Du côté des personnes âgées et handicapées
Quels sont les mots parfois utilisés qui possèdent une forte connotation négative ? En voici quelques uns… On parlera ainsi d’une personne dépendante, sénile, voire grabataire qui justifie une prise en charge. En fait les mots ne sont pas choquants en soi mais on peut raisonnablement considérer que se faire étiqueter comme dépendant ou grabataire ou encore sénile peut raisonnablement heurter celui qui est concerné notamment lorsqu’il entend que l’on parle de lui en ces termes. En effet qu’est ce qu’être dépendant ? C’est avoir besoin d’un tiers pour les actes de la vie courante. C’est ne plus être en capacité d’agir seul dans une société qui ne valorise que la performance individuelle. Ces termes assigne la personne dans un état qui ne peut évoluer.

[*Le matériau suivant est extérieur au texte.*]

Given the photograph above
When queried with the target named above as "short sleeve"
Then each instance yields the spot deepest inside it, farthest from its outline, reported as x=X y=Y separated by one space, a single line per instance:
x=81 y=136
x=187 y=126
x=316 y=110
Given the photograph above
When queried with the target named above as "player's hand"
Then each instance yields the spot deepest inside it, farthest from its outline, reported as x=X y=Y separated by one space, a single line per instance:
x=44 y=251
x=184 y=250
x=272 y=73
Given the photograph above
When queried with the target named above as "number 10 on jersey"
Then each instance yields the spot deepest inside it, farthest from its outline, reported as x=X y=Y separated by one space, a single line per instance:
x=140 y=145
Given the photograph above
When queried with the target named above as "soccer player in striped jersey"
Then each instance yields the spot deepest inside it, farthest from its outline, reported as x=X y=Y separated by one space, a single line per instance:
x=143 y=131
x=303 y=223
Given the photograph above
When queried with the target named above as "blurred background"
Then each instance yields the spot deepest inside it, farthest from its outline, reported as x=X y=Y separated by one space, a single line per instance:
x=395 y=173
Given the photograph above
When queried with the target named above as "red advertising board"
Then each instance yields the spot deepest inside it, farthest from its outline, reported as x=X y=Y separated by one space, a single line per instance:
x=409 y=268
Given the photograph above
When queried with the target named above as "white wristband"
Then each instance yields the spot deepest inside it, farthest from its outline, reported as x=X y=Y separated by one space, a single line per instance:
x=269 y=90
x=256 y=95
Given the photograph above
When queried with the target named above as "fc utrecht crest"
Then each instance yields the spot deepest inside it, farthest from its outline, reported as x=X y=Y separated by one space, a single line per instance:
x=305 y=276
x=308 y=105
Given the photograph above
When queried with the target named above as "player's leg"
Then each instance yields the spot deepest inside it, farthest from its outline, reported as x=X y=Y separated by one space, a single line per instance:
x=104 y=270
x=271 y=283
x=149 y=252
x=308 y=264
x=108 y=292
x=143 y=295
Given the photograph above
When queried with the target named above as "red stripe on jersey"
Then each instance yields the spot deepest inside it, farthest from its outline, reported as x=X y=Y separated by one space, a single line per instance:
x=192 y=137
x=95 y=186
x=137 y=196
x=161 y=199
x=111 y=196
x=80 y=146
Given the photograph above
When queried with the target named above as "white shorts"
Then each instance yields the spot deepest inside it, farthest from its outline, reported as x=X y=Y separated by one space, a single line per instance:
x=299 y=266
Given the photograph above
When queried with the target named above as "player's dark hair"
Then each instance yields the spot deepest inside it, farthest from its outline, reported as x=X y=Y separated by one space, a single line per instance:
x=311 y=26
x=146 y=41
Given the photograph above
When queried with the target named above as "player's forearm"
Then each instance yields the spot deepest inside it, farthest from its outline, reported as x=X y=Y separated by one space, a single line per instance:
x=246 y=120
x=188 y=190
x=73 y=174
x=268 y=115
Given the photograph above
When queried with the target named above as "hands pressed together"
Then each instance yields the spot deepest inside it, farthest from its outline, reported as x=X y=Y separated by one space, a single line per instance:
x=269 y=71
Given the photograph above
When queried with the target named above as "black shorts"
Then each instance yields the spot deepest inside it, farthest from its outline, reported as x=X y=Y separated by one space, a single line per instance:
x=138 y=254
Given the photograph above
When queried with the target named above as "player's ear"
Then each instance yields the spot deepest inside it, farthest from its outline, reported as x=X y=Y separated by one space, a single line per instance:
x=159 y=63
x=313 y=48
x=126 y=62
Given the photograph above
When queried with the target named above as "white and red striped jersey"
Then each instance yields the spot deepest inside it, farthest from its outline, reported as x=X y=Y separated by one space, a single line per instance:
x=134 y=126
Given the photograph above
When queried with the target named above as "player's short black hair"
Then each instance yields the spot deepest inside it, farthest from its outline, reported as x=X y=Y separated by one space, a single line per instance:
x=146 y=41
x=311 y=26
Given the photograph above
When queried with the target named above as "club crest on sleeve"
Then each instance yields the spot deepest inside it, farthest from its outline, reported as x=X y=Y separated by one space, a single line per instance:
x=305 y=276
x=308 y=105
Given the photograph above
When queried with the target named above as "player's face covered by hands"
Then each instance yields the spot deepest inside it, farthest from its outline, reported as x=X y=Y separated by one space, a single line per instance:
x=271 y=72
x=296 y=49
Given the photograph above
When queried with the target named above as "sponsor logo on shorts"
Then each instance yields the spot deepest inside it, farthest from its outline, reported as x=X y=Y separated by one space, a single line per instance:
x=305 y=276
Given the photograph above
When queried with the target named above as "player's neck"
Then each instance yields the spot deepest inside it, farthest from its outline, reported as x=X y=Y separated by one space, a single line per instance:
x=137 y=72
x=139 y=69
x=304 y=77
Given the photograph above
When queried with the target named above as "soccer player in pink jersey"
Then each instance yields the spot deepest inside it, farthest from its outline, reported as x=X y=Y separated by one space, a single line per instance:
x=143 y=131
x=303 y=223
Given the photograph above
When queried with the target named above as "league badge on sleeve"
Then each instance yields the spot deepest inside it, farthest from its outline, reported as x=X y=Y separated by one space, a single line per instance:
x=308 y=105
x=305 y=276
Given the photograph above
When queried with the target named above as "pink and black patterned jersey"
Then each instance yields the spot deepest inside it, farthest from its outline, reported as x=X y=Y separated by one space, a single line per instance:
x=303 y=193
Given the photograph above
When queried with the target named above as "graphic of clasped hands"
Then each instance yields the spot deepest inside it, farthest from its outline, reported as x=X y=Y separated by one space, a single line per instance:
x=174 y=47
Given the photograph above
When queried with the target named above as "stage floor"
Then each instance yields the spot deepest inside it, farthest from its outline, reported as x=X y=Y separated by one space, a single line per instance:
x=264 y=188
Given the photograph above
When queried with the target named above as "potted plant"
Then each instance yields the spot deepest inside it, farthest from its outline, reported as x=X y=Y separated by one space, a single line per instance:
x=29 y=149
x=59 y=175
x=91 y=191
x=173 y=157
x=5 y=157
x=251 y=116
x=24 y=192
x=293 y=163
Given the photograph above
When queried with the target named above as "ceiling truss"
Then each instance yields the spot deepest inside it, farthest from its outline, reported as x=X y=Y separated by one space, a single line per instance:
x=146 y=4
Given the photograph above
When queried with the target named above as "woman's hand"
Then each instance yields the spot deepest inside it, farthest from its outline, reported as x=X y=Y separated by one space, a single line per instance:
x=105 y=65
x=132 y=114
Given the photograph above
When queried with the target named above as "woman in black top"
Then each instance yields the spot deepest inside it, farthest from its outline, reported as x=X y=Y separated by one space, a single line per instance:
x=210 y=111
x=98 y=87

« Le mot dépendance renvoie citoyen de seconde zone incapable de penser par lui-même », regrette Pascal Champvert, plaidant pour l’emploi du terme « vulnérabilité ». Il en est de même pour « la prise en charge » comme si la personne que nous accompagnons est un poids qu’il faut porter. Saül Karsz dans son ouvrage intitulé « pourquoi le travail social » nous avait pourtant expliqué combien les mots utilisés par chacun sont chargés de sens.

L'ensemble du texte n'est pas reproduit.